How do you, as a landlord, further protect yourself from fiscal responsibility while managing expenses so that you can continue growing your rental business?
Today, I’ll explain why umbrella insurance policies can ease fears by newer single-family real estate investors of having a need for separate Limited Liability Companies for each individual rental property.
What Is Umbrella Insurance?
Landlord insurance provides standard coverage on three components – property damage, loss of rent, and liability.
Umbrella policies pick up where landlord insurance end and primarily come into play for investors as the number of properties under management grow and the need for extra liability protections arise. These policies provide additional coverage above and beyond standard landlord liability insurance.
However, they are not all-encompassing protections against anything that may happen to your property, your tenants, or incidents occurring on the property. Umbrella insurance can provide additional coverage for injuries, property damage, certain lawsuits and personal liability situations.
If you find yourself on the receiving end of a liability claim or lawsuit greater than your standard policy provides, your umbrella coverage can mitigate the financial damages you are responsible for up to the policy limit. Additionally, most legal expenses are covered on top of your policy amount, and you’ll have the insurance’s legal team as support.
What Doesn’t Umbrella Insurance Cover?
Umbrella insurance will not cover damages or liabilities arising from normal wear and tear or if the policy holder is found at-fault. It will also not cover anything that is not explicitly included on your coverage, such as criminal acts and omissions, personal belongings, and oral contracts.
LLC’s or Umbrella Policy?
It is generally advisable to create layers of protection for your rental properties. As your portfolio grows in value, liability protection needs to be a conversation you have with your attorney and CPA.

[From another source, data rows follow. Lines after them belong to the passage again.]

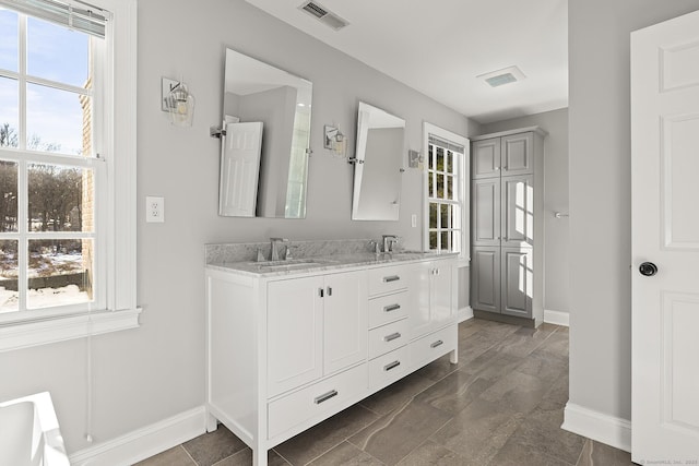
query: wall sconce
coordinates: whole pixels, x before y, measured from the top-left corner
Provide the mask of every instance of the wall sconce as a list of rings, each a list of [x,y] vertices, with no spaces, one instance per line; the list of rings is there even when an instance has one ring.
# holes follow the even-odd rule
[[[191,127],[194,118],[194,97],[181,81],[163,77],[161,94],[162,110],[167,111],[170,123]]]
[[[407,151],[407,166],[410,168],[423,168],[423,154],[417,151]]]
[[[323,127],[323,147],[332,151],[337,157],[344,157],[347,151],[347,139],[336,127],[325,124]]]

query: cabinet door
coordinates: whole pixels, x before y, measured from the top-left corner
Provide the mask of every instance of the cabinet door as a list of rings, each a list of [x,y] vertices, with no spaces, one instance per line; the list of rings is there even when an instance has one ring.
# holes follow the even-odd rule
[[[531,248],[502,248],[502,313],[532,316],[534,270]]]
[[[534,246],[534,176],[502,177],[501,235],[503,247]]]
[[[279,395],[322,375],[321,290],[322,277],[269,284],[268,396]]]
[[[500,313],[500,248],[473,248],[471,254],[471,307]]]
[[[473,180],[471,189],[473,246],[500,246],[500,179]]]
[[[451,263],[435,261],[430,276],[429,301],[431,308],[431,326],[438,328],[454,316],[454,296],[452,292],[452,274],[457,270]]]
[[[534,172],[534,135],[532,133],[512,134],[501,139],[502,176]]]
[[[453,275],[446,261],[415,264],[411,282],[411,338],[439,328],[454,316]]]
[[[323,322],[325,375],[366,359],[369,325],[365,272],[325,277]]]
[[[471,146],[471,177],[491,178],[500,176],[500,139],[475,141]]]
[[[414,264],[410,271],[410,324],[411,338],[429,332],[433,320],[429,284],[433,275],[431,262]]]

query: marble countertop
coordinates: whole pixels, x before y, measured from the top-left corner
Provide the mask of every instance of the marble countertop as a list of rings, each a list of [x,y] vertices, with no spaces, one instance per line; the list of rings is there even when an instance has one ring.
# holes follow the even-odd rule
[[[325,272],[351,267],[366,267],[374,265],[386,265],[401,262],[419,262],[430,259],[457,258],[455,253],[435,253],[418,251],[399,251],[354,254],[332,254],[317,255],[308,258],[297,258],[286,261],[240,261],[227,262],[213,260],[206,264],[208,268],[223,272],[234,272],[240,275],[253,277],[274,277],[292,274],[304,274],[309,272]]]

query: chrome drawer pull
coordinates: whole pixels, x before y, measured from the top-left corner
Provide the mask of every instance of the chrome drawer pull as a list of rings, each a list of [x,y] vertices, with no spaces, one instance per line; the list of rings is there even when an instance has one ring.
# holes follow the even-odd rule
[[[331,390],[330,392],[317,396],[316,399],[313,399],[313,403],[317,405],[320,405],[323,402],[327,402],[328,399],[332,398],[333,396],[337,396],[337,391],[336,390]]]
[[[383,366],[383,370],[384,371],[390,371],[391,369],[395,369],[396,367],[401,366],[401,361],[393,361],[390,365],[386,365]]]
[[[401,335],[400,333],[395,332],[395,333],[392,333],[392,334],[390,334],[390,335],[384,336],[384,337],[383,337],[383,340],[384,340],[384,342],[392,342],[392,340],[394,340],[395,338],[400,338],[401,336],[402,336],[402,335]]]

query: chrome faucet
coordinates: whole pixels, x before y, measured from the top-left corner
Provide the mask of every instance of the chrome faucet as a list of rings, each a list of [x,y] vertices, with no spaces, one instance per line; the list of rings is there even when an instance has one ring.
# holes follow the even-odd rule
[[[270,243],[272,244],[272,252],[270,253],[270,261],[279,261],[280,260],[279,244],[288,243],[288,239],[287,238],[270,238]]]
[[[398,236],[395,235],[382,235],[383,252],[393,252],[393,244],[398,242]]]

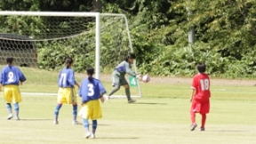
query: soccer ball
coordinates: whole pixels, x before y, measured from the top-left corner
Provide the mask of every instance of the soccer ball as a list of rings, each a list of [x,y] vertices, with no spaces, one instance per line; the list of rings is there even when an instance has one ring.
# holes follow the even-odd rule
[[[142,81],[143,81],[144,83],[149,82],[149,81],[150,81],[149,76],[148,76],[148,75],[144,75],[144,76],[142,76]]]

LLC’s and umbrella policies, both offer liability protections, but function slightly different in the coverage they provide you.
Let’s say you own an SFR worth $250,000 and someone injures themselves on the property through no fault of your own and sues you for $150,000. If you have the property under an LLC, the LLC would pay $150,000. If the insurance policy has liability coverage of $1,000,000 with $10,000 deductible, you would pay the deductible out of pocket and insurance would cover the remaining amount. It would be more advantageous to have umbrella coverage in this case, as you would be out $10,000 instead of $150,000.

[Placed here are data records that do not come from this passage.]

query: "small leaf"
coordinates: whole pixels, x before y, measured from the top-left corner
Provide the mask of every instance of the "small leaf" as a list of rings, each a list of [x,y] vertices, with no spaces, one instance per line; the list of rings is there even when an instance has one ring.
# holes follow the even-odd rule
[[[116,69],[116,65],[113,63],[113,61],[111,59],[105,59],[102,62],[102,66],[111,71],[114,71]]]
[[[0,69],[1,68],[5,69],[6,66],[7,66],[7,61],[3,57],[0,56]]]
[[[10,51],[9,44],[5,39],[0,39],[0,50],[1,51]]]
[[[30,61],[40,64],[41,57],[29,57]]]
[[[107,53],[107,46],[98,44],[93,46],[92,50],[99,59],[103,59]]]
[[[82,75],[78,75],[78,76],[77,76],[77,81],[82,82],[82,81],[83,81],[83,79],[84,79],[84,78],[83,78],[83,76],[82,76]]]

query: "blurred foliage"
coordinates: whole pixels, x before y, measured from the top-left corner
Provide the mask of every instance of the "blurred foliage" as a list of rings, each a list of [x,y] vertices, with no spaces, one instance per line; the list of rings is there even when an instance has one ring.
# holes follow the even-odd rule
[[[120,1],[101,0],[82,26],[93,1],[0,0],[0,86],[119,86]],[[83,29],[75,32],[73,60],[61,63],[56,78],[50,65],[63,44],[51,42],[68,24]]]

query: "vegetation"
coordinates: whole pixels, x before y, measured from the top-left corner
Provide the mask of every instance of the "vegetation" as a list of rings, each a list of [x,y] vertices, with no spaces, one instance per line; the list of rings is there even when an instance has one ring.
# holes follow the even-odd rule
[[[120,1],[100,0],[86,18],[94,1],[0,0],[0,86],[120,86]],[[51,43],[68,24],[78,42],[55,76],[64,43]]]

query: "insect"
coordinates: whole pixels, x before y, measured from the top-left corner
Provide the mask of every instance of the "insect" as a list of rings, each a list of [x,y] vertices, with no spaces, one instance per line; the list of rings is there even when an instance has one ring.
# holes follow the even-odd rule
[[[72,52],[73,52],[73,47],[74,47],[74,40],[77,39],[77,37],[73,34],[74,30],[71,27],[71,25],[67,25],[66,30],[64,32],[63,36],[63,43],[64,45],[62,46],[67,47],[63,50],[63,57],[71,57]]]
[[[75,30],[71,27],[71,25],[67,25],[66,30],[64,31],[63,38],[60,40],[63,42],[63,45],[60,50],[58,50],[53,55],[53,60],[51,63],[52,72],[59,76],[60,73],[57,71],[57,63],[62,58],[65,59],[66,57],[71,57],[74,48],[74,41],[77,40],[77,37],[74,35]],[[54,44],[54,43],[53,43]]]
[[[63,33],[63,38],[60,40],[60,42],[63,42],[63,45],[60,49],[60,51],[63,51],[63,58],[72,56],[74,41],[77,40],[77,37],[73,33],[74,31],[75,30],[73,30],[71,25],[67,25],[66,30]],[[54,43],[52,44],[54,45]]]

Continuing with the above in a worst-case scenario, let’s say there was a fire on your property and you were found to be negligent. The fire caused bodily harm to a tenant and they won a $3,000,000 judgement against you. The insurance would payout $1,000,000 and the LLC would be liable up to the value of the property, $250,000. Total monetary loss would be $1,250,000. If the owner only had an umbrella policy and no LLC holding title to the property, the property owner would be accountable for the full $3,000,000 judgement.
Do Real Estate Investors Need Umbrella Insurance?
Investments are inherently risky. It would be wise for investors to look into methods that adequately protect their personal assets in order to preserve their wealth. As always, reach out to your attorney, accountant, insurance broker, and anyone else you trust to assist you in legal and financial matters when expanding your real estate investing business.